As Sean Michael Morris puts it, “for students, the disorientation will be profound.” He says that students in the worst circumstances “will find that their instructors are overwhelmed by the demands of the digital, the expectations of nonetheless meeting at designated class times, and who have been in the past completely unwilling to entertain digital learning, much less distance learning.” But by re-thinking the opportunities digital presents and the real-world application of our courses, the change to online instruction brings fresh perspectives and expectations to the intentionality of our courses.
If we move, as so many institutions have moved, toward a model of schooling that treats a course as little more than a responsive book, we will have missed the point. We will have failed. Our move should instead be toward the same values we had before the outbreak. We should focus on sharing experience, building community, showing compassion, and nurturing curiosity. These things must continue to exist in online education and in a world locked down by pandemic. But those values look different online. By revising our courses, not just “moving” them online, we stay true to our values and ensure meaningful student growth.

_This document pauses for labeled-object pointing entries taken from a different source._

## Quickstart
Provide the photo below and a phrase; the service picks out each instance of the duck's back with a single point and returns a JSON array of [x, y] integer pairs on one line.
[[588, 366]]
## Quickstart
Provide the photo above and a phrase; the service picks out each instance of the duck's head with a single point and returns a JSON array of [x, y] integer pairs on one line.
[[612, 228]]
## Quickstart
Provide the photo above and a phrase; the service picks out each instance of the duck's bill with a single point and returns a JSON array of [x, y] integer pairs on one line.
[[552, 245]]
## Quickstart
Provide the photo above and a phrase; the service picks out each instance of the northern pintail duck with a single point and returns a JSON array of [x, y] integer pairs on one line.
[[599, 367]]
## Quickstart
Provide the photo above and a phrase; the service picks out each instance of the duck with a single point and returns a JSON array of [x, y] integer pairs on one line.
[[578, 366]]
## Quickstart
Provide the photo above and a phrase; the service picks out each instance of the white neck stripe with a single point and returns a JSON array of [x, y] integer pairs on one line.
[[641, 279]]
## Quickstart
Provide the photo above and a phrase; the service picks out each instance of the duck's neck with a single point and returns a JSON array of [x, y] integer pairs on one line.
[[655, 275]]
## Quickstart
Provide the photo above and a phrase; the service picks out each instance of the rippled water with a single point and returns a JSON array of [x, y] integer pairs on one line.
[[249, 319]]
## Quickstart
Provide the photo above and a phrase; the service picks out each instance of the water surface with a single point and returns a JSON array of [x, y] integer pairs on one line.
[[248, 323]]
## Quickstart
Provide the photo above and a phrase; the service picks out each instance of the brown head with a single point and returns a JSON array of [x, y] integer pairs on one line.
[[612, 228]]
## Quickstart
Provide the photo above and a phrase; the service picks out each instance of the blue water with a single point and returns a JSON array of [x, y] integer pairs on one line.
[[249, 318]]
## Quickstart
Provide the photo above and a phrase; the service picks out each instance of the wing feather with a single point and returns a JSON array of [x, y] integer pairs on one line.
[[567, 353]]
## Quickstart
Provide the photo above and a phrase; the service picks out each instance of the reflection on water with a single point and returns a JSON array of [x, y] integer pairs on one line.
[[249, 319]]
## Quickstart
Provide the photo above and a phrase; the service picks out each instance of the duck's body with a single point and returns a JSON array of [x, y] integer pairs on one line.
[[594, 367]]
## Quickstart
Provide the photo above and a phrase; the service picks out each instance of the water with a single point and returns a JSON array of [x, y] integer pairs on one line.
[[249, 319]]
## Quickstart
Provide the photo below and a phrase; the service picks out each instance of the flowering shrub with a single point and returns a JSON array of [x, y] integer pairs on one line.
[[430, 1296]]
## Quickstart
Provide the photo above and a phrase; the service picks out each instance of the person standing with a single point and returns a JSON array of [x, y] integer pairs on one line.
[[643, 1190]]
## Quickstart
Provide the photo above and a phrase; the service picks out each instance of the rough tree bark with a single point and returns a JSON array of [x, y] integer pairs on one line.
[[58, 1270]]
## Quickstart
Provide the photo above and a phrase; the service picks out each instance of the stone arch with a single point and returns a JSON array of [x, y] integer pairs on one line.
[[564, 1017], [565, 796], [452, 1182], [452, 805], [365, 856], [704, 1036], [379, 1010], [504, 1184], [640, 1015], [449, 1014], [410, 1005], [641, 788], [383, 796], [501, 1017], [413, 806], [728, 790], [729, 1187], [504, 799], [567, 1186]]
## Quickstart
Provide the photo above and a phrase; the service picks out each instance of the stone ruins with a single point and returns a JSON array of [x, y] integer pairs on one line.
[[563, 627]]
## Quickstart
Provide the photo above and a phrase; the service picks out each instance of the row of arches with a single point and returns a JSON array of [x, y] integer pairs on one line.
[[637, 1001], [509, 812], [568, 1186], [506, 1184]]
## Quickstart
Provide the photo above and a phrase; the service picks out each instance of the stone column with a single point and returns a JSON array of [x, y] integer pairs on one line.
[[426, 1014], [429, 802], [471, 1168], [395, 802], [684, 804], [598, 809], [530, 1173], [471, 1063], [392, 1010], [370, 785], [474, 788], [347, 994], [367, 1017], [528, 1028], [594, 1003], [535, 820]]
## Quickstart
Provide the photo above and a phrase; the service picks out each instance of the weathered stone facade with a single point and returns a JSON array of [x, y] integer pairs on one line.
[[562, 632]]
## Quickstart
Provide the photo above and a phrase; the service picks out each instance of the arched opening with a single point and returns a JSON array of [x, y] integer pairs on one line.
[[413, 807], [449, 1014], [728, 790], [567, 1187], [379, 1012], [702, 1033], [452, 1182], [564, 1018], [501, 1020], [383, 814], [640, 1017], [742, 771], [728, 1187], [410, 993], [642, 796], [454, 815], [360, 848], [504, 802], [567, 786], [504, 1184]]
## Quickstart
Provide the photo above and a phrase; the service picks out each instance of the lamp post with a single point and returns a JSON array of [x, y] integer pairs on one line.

Start Simple: Revise Your Syllabus
When’s the last time you re-evaluated the content of your course syllabi? When’s the last time you re-read the policies or student expectations mandated by your institution? What changes — in your discipline, in modern life, in social norms — influence your perspective on the material and course? How are those changes reflected in your syllabus?
At my current institution, we use a “syllabus addendum” for the boilerplate required syllabus text. This addendum includes things like our ADA policy, our Academic Integrity policy, and information about library resources. Instructors need only add one line to a syllabus referencing the addendum, and they can avoid reading the policies.
I’ll let you speculate how recently students (or faculty, for that matter) have read that addendum. Further, consider how important we say that information or those policies must appear. We reference them as an afterthought at the end of the most tedious-yet-ubiquitous text in an undergraduate’s experience.
Think how much more lively, more vital, a syllabus would be if it were refreshed every semester.
My Commitment to Revision
For my part, I have students write our policies in each class. They determine grading policies, technology-use policies, and bringing-food-to-class policies. Student-authored policies tailor the course to their needs and shows that our syllabus is a living, important document. They know because they helped create it.
I normally teach FYC courses, which tend to be standardized at the institutional level. Over the past six years, I’ve re-designed my school’s FYC curriculum five times (long story). With each revision, I value the improvements and responsiveness of what we build. Going forward, I intend to fully revise at least one course’s syllabus every semester. This holds particularly for those courses where recycling last year’s material seems the tempting, easy way out.
And what about this redesigned website of mine? It got me to step back and re-think how I present myself professionally. It had been years since I did that. Who knows … maybe next December I’ll text Jesse and ask his help in re-re-desiging this site, just for payback.